In another effort to reach out to military families, Stein’s bereavement department started a support group called “Club USA.” The club is for children ages 7 to 12 years old and meets for 11 weeks. That program is also free and open to all.
Jan Bucholz said Stein’s services and programs geared to veterans are constantly evolving. “We’re always looking at ways to support veterans and their families,” she said.
Ohio Veterans Home, Georgetown
Stein Hospice opened a new 22-bed hospice unit on January 27, 2011 at the Ohio Veterans Home in Georgetown, located in southwest Ohio. The Georgetown home is the first Veterans Home in the country offering hospice services in a designated, in-house unit.
This new program is a public-private partnership between Stein Hospice and the Ohio Department of Veterans Services.

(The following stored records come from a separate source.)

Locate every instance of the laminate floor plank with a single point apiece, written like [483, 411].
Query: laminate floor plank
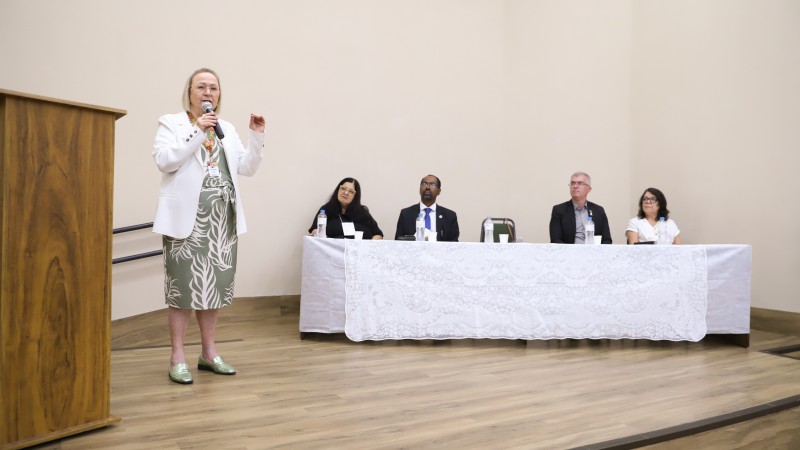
[328, 392]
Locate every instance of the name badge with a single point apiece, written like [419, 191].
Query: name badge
[349, 228]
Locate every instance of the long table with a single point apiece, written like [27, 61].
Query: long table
[373, 290]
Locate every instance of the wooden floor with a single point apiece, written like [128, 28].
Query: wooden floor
[328, 392]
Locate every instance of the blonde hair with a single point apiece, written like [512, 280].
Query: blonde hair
[187, 89]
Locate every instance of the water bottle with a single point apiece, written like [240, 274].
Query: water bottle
[420, 234]
[589, 232]
[661, 230]
[488, 230]
[322, 223]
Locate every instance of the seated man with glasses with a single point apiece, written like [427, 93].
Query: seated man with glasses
[439, 221]
[568, 219]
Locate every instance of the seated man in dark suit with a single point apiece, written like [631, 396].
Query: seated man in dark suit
[568, 219]
[439, 220]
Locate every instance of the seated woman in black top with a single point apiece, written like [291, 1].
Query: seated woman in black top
[346, 214]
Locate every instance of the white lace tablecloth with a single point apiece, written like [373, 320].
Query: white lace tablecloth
[409, 290]
[323, 292]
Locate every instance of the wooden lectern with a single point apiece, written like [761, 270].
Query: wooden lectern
[56, 172]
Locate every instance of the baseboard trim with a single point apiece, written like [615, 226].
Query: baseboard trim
[774, 321]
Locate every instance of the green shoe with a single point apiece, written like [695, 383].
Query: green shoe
[179, 373]
[217, 365]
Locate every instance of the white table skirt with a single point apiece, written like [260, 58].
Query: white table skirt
[401, 290]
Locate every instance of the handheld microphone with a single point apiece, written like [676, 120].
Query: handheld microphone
[217, 128]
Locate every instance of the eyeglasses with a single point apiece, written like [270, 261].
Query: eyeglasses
[347, 190]
[203, 88]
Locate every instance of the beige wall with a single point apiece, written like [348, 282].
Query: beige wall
[716, 114]
[502, 100]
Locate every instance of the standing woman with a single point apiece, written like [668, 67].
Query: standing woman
[200, 214]
[642, 228]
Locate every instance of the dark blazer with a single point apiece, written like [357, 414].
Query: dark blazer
[446, 223]
[562, 223]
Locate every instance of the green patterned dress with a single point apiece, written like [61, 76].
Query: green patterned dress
[200, 270]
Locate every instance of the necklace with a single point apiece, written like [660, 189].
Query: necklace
[209, 142]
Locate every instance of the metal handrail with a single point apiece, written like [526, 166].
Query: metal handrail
[141, 226]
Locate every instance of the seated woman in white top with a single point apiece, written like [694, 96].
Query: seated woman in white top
[652, 206]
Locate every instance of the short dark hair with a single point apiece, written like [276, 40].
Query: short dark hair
[662, 203]
[355, 210]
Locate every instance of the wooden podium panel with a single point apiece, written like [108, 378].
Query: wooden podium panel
[56, 176]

Initially the hospice will create 15 full-time equivalent and four part-time jobs. The workforce is slated to double as the number of hospice patients increases. “We are pleased to partner with Stein Hospice to provide a new level of specialized care to our veterans and to create quality, new jobs in the Georgetown area,” said Thomas N. Moe, Director of the Ohio Department of Veterans Services. “We are proud to offer the comfort and professionalism of hospice care to our veterans and their families in the first dedicated unit of its kind in the country.”
Stein Hospice was selected to enter into this unique public-private partnership because of its well-established hospice service to Veterans at the state’s other Veterans Home in Sandusky. Rather than a designated area, Sandusky hospice patients are located throughout the home and are cared for by the on-site Stein staff, available around the clock.

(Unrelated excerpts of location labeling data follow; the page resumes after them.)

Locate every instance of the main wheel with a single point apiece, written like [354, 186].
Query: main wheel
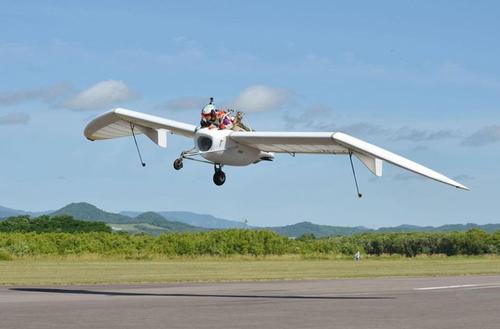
[219, 178]
[178, 164]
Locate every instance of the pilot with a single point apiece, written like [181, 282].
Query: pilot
[208, 114]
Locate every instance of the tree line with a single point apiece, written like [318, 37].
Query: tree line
[246, 242]
[59, 223]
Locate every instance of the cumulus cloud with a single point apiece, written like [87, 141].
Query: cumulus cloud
[102, 94]
[14, 119]
[260, 98]
[484, 136]
[364, 128]
[321, 118]
[419, 135]
[49, 94]
[309, 118]
[187, 103]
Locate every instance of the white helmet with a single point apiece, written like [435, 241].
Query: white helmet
[208, 109]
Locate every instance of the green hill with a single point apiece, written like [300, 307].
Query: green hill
[148, 222]
[156, 219]
[88, 212]
[302, 228]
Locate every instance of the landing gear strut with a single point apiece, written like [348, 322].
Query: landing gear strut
[219, 175]
[178, 164]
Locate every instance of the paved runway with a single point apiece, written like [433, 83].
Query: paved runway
[446, 302]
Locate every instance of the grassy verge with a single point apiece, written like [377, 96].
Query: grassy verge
[92, 269]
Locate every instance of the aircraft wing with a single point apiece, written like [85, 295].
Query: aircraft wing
[370, 155]
[120, 122]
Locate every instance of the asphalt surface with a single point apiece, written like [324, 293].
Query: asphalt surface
[445, 302]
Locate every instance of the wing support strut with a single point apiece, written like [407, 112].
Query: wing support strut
[136, 145]
[354, 174]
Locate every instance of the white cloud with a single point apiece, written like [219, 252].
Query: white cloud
[102, 94]
[260, 98]
[14, 119]
[187, 103]
[484, 136]
[48, 95]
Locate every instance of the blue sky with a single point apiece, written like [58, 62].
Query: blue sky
[418, 78]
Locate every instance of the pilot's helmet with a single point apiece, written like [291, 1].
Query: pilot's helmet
[207, 110]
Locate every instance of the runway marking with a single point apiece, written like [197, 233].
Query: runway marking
[485, 285]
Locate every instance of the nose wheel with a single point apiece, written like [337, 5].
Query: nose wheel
[219, 175]
[178, 164]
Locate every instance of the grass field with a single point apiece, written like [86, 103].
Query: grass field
[93, 269]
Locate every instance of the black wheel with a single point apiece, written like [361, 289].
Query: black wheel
[178, 164]
[219, 178]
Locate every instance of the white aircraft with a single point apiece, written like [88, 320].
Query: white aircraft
[242, 148]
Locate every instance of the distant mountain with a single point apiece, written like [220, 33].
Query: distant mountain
[194, 219]
[8, 212]
[148, 222]
[156, 219]
[89, 212]
[181, 221]
[302, 228]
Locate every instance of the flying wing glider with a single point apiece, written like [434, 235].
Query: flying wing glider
[221, 147]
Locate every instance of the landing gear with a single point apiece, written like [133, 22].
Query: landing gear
[219, 175]
[178, 164]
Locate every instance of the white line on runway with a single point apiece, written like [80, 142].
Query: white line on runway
[492, 285]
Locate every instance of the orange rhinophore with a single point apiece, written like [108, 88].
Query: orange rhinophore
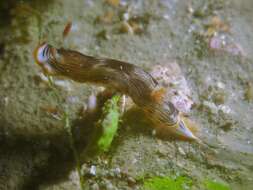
[67, 29]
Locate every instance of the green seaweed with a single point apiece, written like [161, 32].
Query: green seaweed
[214, 185]
[167, 183]
[106, 128]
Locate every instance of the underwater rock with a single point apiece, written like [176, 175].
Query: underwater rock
[170, 77]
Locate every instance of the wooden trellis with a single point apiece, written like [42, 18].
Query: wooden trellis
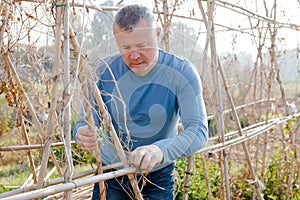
[83, 73]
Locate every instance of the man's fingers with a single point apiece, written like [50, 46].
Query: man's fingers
[146, 157]
[86, 139]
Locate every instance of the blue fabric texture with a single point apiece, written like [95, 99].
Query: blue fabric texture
[150, 107]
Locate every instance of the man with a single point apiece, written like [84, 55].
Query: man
[152, 89]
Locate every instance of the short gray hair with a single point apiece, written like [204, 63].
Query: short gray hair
[128, 16]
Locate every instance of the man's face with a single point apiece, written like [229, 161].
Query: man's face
[139, 47]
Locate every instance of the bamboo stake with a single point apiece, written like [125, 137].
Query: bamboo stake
[191, 164]
[57, 181]
[31, 146]
[51, 120]
[257, 184]
[219, 105]
[27, 142]
[71, 185]
[205, 173]
[67, 102]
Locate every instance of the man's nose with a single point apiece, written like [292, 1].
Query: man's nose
[134, 54]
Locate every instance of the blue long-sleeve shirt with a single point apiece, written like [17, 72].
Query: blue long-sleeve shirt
[150, 107]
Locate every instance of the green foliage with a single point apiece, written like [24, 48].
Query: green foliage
[281, 179]
[197, 184]
[275, 180]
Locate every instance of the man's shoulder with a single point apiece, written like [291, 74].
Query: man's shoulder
[173, 57]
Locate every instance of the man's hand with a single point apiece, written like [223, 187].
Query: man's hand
[146, 157]
[86, 139]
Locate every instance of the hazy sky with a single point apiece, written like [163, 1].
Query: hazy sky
[233, 41]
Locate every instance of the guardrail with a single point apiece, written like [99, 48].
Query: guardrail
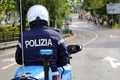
[8, 44]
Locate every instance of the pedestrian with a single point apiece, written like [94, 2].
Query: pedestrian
[40, 36]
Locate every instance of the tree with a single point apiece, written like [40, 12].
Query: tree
[58, 9]
[7, 8]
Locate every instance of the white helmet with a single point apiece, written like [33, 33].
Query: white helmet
[37, 11]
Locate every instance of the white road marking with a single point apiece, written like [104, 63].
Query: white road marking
[9, 59]
[96, 36]
[9, 65]
[111, 36]
[111, 61]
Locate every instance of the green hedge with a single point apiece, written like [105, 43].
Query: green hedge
[9, 33]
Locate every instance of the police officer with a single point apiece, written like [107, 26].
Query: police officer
[40, 36]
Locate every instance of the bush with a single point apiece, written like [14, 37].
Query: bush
[9, 28]
[117, 25]
[9, 33]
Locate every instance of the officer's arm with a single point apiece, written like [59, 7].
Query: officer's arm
[62, 53]
[18, 54]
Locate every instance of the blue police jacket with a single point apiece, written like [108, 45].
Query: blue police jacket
[41, 37]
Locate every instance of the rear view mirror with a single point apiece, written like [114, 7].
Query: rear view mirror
[74, 48]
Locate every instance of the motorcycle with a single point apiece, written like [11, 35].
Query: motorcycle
[44, 72]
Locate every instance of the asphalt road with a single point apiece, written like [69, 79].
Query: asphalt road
[99, 59]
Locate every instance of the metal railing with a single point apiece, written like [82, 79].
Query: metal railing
[8, 39]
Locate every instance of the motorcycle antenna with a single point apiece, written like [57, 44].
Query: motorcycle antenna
[21, 28]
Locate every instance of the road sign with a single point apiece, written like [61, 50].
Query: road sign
[113, 8]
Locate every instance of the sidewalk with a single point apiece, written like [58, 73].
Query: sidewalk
[113, 29]
[13, 49]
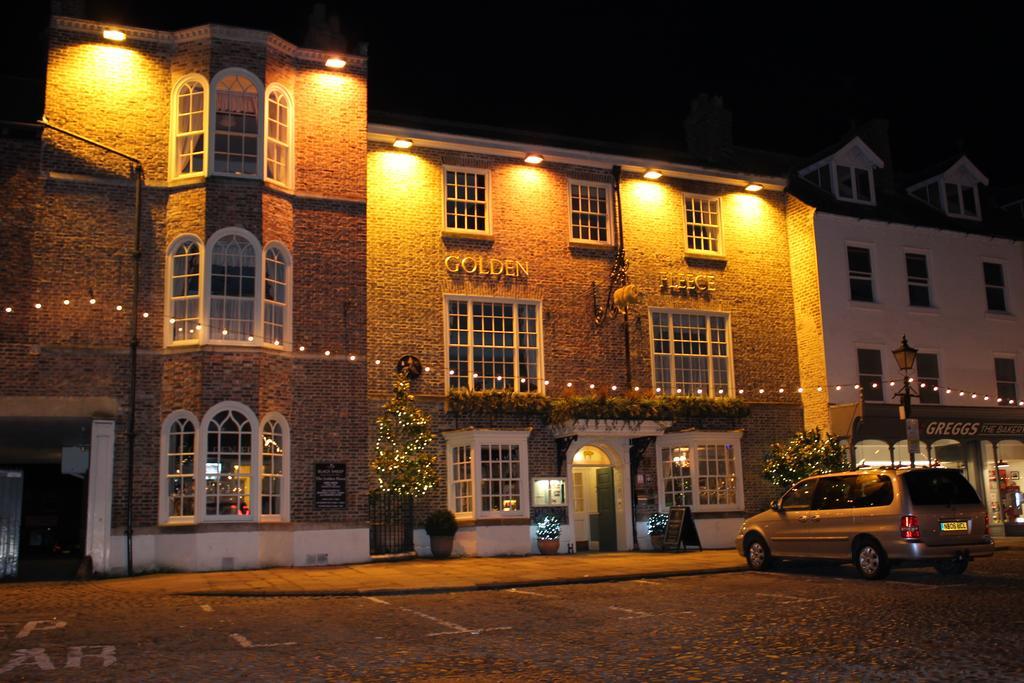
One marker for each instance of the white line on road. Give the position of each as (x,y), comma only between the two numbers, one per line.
(245,642)
(635,613)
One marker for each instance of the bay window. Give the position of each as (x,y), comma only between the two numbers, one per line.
(700,470)
(487,473)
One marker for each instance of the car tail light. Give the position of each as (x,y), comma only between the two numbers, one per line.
(909,527)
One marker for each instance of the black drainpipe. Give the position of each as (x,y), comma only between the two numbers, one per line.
(136,173)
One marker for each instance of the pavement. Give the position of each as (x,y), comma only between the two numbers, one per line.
(430,575)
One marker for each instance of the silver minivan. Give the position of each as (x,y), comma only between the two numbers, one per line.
(875,518)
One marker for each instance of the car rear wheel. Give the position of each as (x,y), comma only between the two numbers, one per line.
(758,555)
(871,561)
(952,566)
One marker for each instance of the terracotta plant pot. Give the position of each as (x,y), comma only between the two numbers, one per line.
(549,547)
(440,546)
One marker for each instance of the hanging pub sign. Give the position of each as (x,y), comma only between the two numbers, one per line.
(486,266)
(329,492)
(688,284)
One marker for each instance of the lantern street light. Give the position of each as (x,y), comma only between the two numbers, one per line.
(905,356)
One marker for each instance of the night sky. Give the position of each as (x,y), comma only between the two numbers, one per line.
(796,80)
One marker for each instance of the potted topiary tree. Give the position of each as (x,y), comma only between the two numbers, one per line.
(548,531)
(656,524)
(440,526)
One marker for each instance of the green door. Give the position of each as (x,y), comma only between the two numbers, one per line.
(606,509)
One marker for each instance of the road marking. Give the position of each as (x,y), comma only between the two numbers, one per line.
(245,642)
(43,625)
(635,613)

“We have been privileged to work in partnership with the Sandusky Ohio Veterans Home to serve the men and women who so proudly served our country. The partnership with the Georgetown Ohio Veterans Home and Stein Hospice represents an innovative public-private collaborative that was developed to benefit the Veterans in our state,” said Jan Bucholz, president and chief executive officer of Stein Hospice.
The Ohio Veterans Homes in Sandusky and Georgetown are state-operated nursing homes open to honorably discharged Veterans who have been Ohio residents for at least one year during his or her lifetime. The Veteran must be infirm or disabled and incapable of earning a living. The new hospice in Georgetown will accept any eligible Veteran in Ohio who qualifies for hospice care, not just residents of the Ohio Veterans Home. Both homes offer standard nursing home care as well as special care for Alzheimer’s and other types of dementia.
The Sandusky home provides 427 nursing home beds and an additional 293 independent living beds, while Georgetown offers 168 nursing home beds. Both homes were recognized in 2010 by the Ohio Department of Health for higher-than-average family member satisfaction, and by the US Department of Veterans Affairs for their consistently high level of care.